According to the Wall Street Journal, a poll from last weekend shows that 68% of American voters have health-insurance coverage they rate good or excellent. While President Obama says his plan will reduce costs, 53% of those polled believe it will have the opposite effect. And 50% of those polled fear that if Congress passes health-care reform, it will lead to a decline in the quality of that care.
Those concerns are well founded and do not even address the Health Reform’s future costs to taxpayers. The graphic to the left uses numbers from the Congressional Budget Office and illustrates that while estimates only project out costs for the next 10 years, the Health Reform costs will continue to grow disproportionately compared to revenues. That spells growing trouble for taxpayers for years to come.
What is more, when it comes to spending projections has the Congressional Budget Office ever come in under budget? The CBO estimated that Medicare would cost $3.1 billion in 1965, when the real cost was $6.8 billion.
Fast forward to today.
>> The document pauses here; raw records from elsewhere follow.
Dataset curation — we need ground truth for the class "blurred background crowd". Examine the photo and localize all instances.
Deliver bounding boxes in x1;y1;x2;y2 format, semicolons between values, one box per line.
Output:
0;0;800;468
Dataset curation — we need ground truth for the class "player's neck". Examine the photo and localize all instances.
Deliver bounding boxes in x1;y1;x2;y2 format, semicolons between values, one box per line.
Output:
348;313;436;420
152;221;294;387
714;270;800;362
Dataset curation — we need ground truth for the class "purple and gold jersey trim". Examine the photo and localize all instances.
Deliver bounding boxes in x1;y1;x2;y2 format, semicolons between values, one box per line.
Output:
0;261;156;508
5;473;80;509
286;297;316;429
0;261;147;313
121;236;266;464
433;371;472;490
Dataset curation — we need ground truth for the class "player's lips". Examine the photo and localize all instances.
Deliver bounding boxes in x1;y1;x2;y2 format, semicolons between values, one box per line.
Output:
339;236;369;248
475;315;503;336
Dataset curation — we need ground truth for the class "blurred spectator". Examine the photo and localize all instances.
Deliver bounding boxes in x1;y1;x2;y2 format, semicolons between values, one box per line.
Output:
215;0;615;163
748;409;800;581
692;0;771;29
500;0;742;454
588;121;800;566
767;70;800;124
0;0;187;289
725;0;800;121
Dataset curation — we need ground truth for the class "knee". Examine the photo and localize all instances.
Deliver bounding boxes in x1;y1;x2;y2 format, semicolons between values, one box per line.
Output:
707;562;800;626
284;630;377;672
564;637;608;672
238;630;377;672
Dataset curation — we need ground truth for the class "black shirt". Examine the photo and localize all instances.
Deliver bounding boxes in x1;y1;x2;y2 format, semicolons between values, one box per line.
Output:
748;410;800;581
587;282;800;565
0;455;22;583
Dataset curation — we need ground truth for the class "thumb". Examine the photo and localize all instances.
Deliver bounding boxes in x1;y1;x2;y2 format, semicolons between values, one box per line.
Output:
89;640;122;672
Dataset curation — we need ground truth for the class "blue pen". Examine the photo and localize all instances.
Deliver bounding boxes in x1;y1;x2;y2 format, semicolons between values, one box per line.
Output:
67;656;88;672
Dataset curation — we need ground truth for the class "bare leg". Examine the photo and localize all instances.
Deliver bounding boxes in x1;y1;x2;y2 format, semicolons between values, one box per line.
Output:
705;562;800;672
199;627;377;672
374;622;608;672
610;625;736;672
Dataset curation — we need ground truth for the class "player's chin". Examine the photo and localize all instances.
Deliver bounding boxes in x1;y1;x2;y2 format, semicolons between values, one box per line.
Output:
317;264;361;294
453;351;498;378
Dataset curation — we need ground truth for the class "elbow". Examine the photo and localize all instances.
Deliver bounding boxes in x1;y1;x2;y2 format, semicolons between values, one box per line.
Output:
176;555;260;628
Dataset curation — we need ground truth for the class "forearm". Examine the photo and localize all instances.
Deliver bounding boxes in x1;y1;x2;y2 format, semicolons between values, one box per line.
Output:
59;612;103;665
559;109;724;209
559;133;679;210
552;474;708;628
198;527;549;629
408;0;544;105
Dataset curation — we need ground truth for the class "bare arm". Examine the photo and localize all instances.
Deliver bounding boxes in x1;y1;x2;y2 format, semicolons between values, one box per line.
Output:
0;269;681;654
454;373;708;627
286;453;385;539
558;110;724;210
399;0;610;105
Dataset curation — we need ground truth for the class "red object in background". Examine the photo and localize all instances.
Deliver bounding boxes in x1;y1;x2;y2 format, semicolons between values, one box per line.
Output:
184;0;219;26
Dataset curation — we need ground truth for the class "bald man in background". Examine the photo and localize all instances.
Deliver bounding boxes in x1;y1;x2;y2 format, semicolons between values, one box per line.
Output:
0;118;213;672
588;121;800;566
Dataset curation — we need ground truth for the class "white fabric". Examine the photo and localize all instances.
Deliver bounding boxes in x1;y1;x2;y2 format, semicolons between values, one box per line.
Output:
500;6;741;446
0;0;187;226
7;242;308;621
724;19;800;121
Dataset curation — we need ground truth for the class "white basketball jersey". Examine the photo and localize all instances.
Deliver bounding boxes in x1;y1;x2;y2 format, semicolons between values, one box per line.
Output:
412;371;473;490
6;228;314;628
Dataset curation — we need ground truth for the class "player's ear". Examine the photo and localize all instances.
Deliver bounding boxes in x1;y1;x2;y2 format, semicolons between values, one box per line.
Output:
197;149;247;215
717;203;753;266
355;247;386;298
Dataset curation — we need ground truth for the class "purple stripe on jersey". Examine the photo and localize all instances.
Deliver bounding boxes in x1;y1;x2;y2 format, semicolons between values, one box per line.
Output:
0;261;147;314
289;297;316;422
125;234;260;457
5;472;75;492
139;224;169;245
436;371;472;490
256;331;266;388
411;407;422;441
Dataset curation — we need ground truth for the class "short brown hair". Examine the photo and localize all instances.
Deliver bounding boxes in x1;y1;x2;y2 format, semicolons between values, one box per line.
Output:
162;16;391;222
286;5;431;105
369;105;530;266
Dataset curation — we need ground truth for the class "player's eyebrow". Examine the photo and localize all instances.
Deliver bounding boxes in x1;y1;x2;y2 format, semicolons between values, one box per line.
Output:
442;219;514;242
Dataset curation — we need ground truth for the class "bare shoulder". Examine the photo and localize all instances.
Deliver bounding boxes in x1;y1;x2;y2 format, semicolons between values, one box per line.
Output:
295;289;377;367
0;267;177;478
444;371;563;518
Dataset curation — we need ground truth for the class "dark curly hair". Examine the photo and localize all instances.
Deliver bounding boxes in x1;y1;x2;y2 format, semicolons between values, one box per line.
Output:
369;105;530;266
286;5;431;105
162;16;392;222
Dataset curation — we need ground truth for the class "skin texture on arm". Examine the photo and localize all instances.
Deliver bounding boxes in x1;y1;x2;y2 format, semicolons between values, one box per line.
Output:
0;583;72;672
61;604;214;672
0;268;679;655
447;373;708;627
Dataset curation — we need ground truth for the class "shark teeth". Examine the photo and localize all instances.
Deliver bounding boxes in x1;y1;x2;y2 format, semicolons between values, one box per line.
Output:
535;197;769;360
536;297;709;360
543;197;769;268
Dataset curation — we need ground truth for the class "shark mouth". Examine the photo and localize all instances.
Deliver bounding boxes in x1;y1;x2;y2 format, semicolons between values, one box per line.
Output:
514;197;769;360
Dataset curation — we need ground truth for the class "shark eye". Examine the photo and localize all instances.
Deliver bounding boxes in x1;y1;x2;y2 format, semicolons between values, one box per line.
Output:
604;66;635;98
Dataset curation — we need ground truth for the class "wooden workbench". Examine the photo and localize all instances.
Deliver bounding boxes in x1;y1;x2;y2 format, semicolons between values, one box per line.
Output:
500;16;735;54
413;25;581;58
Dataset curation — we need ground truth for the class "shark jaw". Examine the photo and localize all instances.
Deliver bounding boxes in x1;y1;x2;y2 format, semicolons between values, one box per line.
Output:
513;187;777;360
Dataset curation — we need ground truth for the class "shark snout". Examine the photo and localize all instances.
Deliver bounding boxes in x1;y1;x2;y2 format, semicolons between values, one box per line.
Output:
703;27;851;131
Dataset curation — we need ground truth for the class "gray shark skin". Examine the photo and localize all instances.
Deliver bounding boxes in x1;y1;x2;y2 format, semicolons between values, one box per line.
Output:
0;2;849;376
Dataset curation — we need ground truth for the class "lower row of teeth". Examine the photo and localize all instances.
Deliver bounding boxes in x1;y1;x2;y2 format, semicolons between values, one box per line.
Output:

Medicare spending the first 9 months of this year was $314 billion and is growing at 10% annually. Simply put, Medicare is a fiscal disaster that some in Washington promote a model for Health Care Reform. Thank goodness, the government was not able to push Health Reform through before the August recess, as they intended, before the public could have a chance to contemplate what is being done and how that will effect their and their children’s futures.